OK... after this cheesy introduction, let's start from the beginning and suppose we have just a point location called 'home' in x= 1247289, y=5805658. We would like to generate a buffer of 1 km around the point using PostGIS and then get the resulting polygon back in R

Although the buffering operation can be done both completely in R and in PostGIS, this approach shows the trick to interoperate between the two software using the Well Known Text encoding of geometries, which is an OGC standard [2]. WKT is the "lengua franca" between R and PostGIS.

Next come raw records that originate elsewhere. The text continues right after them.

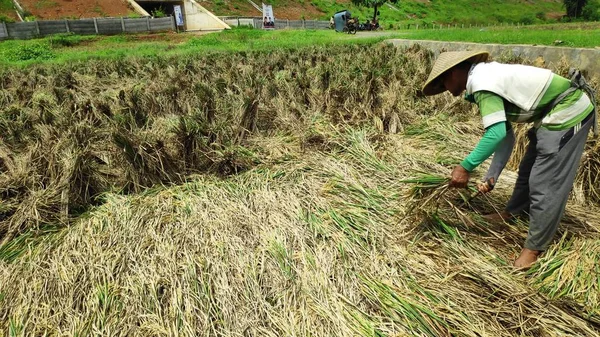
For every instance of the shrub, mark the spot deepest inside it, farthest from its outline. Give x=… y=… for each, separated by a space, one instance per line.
x=527 y=20
x=30 y=51
x=4 y=18
x=591 y=11
x=65 y=40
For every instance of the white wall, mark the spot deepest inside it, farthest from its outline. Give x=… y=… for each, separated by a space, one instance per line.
x=198 y=18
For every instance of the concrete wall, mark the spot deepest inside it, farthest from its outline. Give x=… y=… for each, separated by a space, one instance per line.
x=198 y=18
x=279 y=24
x=103 y=26
x=585 y=59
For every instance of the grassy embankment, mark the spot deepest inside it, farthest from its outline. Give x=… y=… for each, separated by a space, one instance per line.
x=64 y=49
x=259 y=193
x=570 y=35
x=416 y=11
x=7 y=10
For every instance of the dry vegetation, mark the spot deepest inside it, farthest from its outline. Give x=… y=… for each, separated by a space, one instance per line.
x=258 y=194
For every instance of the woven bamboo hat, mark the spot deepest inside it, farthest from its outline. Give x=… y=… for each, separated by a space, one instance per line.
x=445 y=62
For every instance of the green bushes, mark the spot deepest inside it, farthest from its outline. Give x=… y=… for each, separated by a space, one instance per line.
x=29 y=51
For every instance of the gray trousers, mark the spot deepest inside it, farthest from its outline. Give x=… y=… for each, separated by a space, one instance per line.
x=545 y=179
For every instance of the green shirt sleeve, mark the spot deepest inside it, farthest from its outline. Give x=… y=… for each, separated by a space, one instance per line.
x=486 y=147
x=491 y=107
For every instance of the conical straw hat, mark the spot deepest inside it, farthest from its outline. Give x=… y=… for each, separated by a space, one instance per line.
x=446 y=61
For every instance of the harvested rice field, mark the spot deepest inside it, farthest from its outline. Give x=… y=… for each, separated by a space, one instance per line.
x=290 y=193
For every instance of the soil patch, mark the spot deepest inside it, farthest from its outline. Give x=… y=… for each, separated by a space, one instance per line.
x=75 y=9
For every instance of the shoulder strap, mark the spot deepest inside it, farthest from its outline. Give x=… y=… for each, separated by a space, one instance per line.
x=577 y=82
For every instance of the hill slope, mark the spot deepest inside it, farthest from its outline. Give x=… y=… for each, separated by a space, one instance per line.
x=413 y=11
x=409 y=11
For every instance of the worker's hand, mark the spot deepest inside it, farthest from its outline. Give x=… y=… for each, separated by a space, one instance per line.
x=486 y=186
x=460 y=177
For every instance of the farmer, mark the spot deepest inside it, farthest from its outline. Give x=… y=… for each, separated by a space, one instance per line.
x=562 y=113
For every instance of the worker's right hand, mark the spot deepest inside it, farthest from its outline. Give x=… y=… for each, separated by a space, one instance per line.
x=486 y=186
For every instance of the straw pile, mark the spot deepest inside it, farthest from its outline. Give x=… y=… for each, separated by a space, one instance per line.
x=180 y=197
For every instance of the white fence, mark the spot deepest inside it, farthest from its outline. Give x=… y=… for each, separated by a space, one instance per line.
x=101 y=26
x=279 y=24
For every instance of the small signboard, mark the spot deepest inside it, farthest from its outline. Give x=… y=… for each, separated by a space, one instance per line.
x=178 y=15
x=268 y=17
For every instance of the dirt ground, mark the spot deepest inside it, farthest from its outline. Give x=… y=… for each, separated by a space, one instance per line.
x=75 y=9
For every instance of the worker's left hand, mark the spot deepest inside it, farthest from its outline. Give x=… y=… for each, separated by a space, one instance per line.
x=460 y=177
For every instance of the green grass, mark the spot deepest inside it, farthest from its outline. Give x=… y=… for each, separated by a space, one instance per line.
x=64 y=49
x=6 y=11
x=575 y=35
x=439 y=11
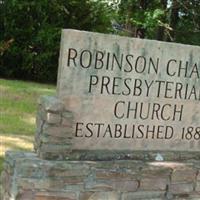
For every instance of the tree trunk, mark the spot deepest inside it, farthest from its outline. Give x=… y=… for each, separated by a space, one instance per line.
x=174 y=17
x=161 y=29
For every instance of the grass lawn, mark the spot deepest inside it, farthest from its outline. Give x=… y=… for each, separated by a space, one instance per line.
x=18 y=104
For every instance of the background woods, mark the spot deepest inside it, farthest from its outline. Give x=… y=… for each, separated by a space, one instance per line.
x=30 y=30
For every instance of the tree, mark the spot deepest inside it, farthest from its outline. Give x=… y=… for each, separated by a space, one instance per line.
x=167 y=20
x=34 y=29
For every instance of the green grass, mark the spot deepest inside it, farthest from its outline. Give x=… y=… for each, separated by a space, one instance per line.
x=18 y=105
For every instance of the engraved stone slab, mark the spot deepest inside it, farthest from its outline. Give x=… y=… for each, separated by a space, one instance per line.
x=128 y=93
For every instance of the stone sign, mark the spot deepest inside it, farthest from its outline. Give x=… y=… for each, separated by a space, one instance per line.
x=129 y=93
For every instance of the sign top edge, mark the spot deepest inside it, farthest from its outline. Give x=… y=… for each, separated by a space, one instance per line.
x=112 y=36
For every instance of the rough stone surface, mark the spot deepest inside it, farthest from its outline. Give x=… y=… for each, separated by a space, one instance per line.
x=27 y=177
x=53 y=135
x=99 y=76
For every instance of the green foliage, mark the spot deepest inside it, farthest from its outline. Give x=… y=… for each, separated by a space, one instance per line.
x=168 y=20
x=35 y=28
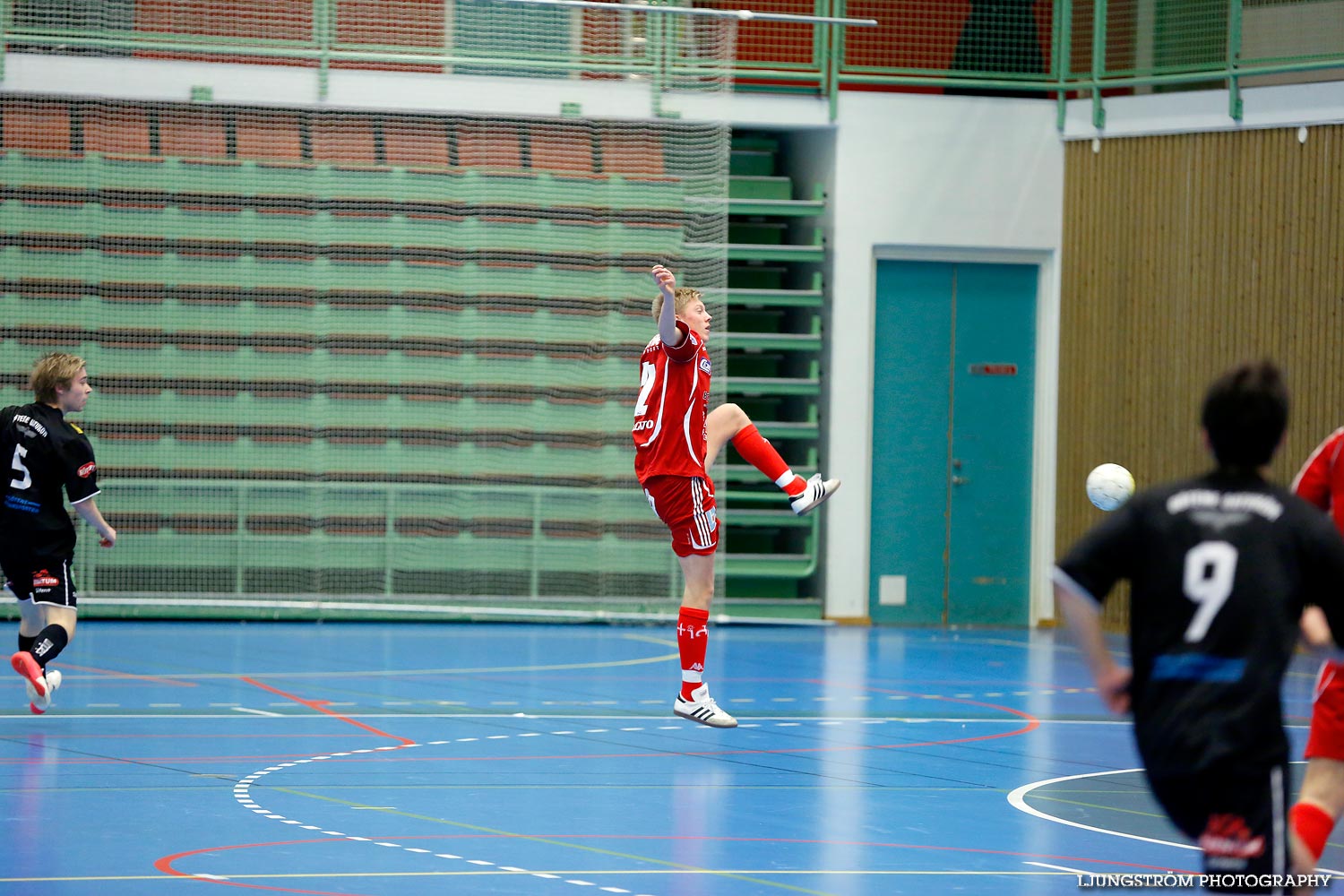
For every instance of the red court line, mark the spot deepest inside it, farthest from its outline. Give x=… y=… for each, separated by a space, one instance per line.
x=320 y=705
x=166 y=866
x=113 y=673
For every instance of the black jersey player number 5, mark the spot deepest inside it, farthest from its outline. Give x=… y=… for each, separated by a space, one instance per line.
x=21 y=484
x=1210 y=567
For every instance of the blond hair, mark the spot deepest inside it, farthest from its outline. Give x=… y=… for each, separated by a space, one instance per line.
x=680 y=298
x=51 y=371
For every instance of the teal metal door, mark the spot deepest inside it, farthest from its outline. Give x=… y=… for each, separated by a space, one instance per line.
x=953 y=392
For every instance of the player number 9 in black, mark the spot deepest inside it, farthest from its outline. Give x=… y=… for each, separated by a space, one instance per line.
x=1210 y=568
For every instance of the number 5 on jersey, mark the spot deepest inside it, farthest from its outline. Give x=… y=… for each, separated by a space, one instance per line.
x=24 y=477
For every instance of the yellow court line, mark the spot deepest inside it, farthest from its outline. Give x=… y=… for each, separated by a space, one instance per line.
x=547 y=841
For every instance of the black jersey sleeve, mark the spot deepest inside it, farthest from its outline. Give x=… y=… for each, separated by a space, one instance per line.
x=78 y=469
x=1322 y=570
x=1105 y=554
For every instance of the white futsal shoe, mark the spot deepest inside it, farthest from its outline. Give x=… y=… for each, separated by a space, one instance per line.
x=816 y=492
x=702 y=708
x=38 y=704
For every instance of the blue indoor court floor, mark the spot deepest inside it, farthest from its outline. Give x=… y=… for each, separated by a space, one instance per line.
x=543 y=759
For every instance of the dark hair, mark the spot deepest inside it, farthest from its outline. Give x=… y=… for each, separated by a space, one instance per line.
x=1245 y=414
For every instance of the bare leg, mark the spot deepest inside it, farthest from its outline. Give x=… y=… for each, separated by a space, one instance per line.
x=720 y=426
x=698 y=570
x=35 y=616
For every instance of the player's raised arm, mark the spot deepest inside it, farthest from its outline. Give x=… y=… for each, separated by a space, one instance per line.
x=1082 y=614
x=89 y=512
x=668 y=331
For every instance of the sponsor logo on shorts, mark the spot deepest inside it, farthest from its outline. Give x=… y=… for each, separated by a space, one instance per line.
x=1228 y=837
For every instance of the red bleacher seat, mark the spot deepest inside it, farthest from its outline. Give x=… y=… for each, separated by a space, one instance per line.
x=37 y=125
x=116 y=129
x=488 y=144
x=416 y=142
x=343 y=140
x=269 y=136
x=632 y=153
x=564 y=150
x=193 y=134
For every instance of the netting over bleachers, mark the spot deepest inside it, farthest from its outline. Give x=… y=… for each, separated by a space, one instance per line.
x=344 y=352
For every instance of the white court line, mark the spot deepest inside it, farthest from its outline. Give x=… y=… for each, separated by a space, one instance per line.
x=1072 y=871
x=1018 y=801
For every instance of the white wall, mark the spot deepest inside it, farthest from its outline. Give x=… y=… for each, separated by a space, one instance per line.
x=938 y=177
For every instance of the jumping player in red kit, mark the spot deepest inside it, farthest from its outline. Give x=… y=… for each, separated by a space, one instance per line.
x=1319 y=805
x=676 y=440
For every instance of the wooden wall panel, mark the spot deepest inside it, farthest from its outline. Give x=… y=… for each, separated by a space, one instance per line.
x=1183 y=255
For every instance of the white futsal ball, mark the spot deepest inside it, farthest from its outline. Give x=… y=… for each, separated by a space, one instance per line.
x=1109 y=485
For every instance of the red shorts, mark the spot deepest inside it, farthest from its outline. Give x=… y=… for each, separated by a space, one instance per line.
x=1327 y=737
x=685 y=504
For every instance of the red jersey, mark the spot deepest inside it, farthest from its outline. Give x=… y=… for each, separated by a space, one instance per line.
x=1322 y=478
x=669 y=437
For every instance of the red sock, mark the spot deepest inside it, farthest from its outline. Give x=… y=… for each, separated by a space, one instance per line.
x=1312 y=825
x=757 y=450
x=693 y=634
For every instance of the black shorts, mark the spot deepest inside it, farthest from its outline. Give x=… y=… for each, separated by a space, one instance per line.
x=39 y=579
x=1238 y=818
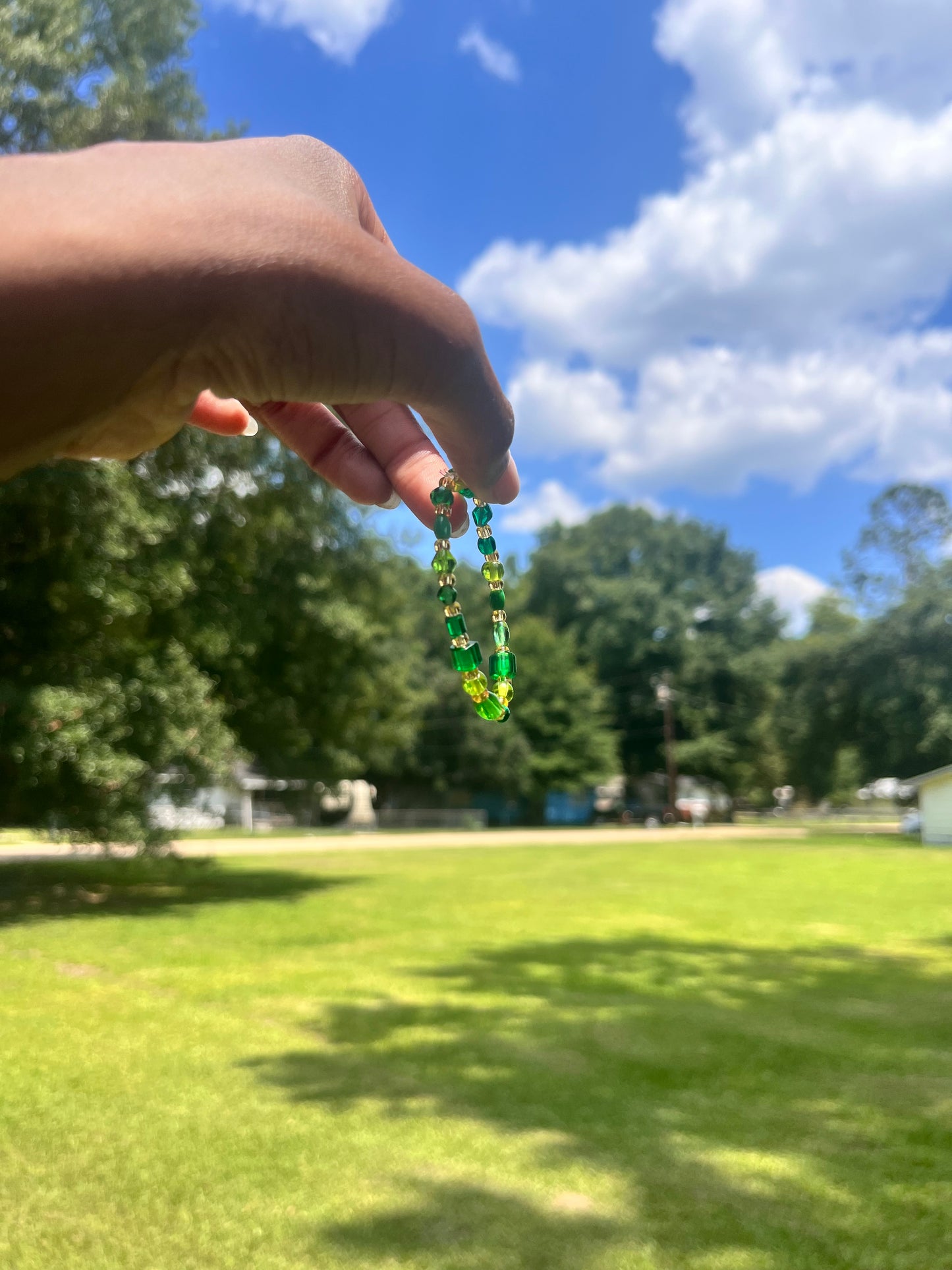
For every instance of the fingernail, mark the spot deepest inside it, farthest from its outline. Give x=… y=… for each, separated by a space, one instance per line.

So, let's get our hand dirty on it: first we push the point into R.
point = data.frame(x= 1247289, y= 5805658, name= 'home')
With the R package sp [3] we transform it in a spatialPointsDataFrame
require(sp)
coordinates(point) = c("lon","lat")
proj4string(point) = CRS("+init=epsg:3857")
With these operation we just trasform a dataframe in something different, a spatial structure, with a defined position on the earth surface using a Spherical Mercator Coordinates Reference System (CRS).
Now, to use this point inside PostGIS, we have to push it towards the database by the WKT encoding: to do so we'll use the functions in the rgeos package [4].
If you look at the documentation rgeos is a powerful GIS tool allowing calculations of buffers, intersections... Nothing surprising  here: the topological library GEOS [5], on which rgeos is built on, is one of the pillars for the PostGIS engine and for almost every other FOSS GIS.
require(rgeos)
wktPoint = writeWKT(point)
So now we have our point geometry ready for PostGIS. The trick is to use the ST_GeomFromText PostGIS' function that takes a WKT
as input and transform it in the internal encoding of the RDBMS. By the way, the encoding of our point in the DBMS is "0101000020110F000000000000390833410000008096255641", and so we just build the query as:
query = paste0("SELECT ST_Buffer(ST_GeomFromText('", wktPoint ,"', 3857),1000)")

Nothing fancy in this spatial query: it just takes our point and builds a 1 km buffer around it. Pay attention to the double and single quotes: the WKT is a string of text and so it must be single quoted in the SQL.

If you try to fire the query from inside R (we will se how in a minute how to do it) you will get an unespected result:
RS-DBI driver warning: (unrecognized PostgreSQL field type geometry (id:16432) in column 0)
This puzzling message stands for: R does not understand the internal binary encoding of geometries of PostGIS and takes the result like a very long string of characters ("0103000020110F0000010000002100000..."). To bypass this problem, the resulting polygon (the buffer) must be transfored in a WKT wrapping the ST_AsText function around the ST_Buffer function. The query becomes:
query = paste0("SELECT ST_AsText(ST_Buffer(ST_GeomFromText('", wktPoint ,"', 3857),1000)) AS polygon")
To connect R to PostGIS we use the RPostgreSQl package [6] and customize the connection for your PostGIS enabled database:
require(RPostgreSQL)
connection = dbConnect(PostgreSQL(), dbname=myDB, host=myHost, user=myUser, password=my****)
buffer = dbGetQuery(connection, query)
dbDisconnect(connection)
Now we have a polygon correctly encoded in WKT. We can use the rgeos' function readWKT to tranform it directly in a SpatialPolygons structure:
poly=readWKT(buffer)
Since WKT deos not include a spatial reference along with the geometry, we can add the Coordinate System using
proj4string(poly) = CRS("+init=epsg:3857")
...And that's all, for now.
As said before, an operation like this could not be the best example of an optimized GIS analysis, but PostGIS + R could be another pretty tool in the pocket to work on spatial data.